PATTERN Cited by 1 source
Pipeline step consolidation¶
When "more steps" becomes a tax instead of a speedup, group related hermetic build/test actions into fewer, larger CI steps so the per-step overhead (VM warm-up, cache hydration, image pull) amortises over more work. Canva's BE/ML Pipeline v2 went from 45 → 16 steps and cut average build time 49 → 35 min with ~50 % fewer build minutes (Source: sources/2024-12-16-canva-faster-ci-builds).
Intent¶
Horizontal CI scale-out has a sweet spot: too few steps and you
lose parallelism; too many and per-step fixed costs dominate.

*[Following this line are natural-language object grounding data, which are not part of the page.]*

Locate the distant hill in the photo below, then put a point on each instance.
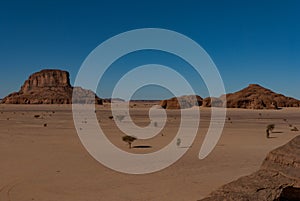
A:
(257, 97)
(50, 87)
(252, 97)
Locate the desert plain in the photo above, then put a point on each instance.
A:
(43, 159)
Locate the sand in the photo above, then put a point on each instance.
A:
(48, 162)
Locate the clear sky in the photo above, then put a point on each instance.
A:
(249, 41)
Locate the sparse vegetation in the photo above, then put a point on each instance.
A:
(129, 140)
(178, 142)
(269, 129)
(294, 129)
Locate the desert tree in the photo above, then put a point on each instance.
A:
(120, 117)
(129, 140)
(269, 129)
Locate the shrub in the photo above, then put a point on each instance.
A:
(120, 117)
(129, 140)
(294, 129)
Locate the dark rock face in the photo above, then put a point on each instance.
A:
(182, 102)
(50, 87)
(257, 97)
(213, 102)
(278, 178)
(252, 97)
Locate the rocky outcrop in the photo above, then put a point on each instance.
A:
(252, 97)
(258, 97)
(213, 102)
(50, 87)
(278, 178)
(182, 102)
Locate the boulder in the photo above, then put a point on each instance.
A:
(277, 179)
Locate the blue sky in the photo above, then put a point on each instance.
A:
(249, 41)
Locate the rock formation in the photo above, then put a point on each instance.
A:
(253, 97)
(50, 87)
(212, 102)
(278, 178)
(182, 102)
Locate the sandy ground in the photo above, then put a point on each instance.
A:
(49, 163)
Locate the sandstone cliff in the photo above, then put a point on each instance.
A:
(50, 87)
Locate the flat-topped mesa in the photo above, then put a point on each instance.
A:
(182, 102)
(50, 86)
(46, 78)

At Canva's scale (>1000 check-merge builds/day, ~3000 jobs per
build, each job = 1 EC2 instance), the per-step VM warm-up tax
was eating the parallelism gain.
The pattern: once hermetic caching (concepts/hermetic-build + concepts/content-addressed-caching) means re-running a step is cheap on cache hits, the right step granularity shifts dramatically — from "one step per target" toward "one step per meaningful grouping", because Bazel inside the step can do its own parallelism and caching.
Mechanism¶
- Identify cache-friendly groupings. If two actions are always run together and share most inputs, one step with two Bazel targets is almost always cheaper than two steps.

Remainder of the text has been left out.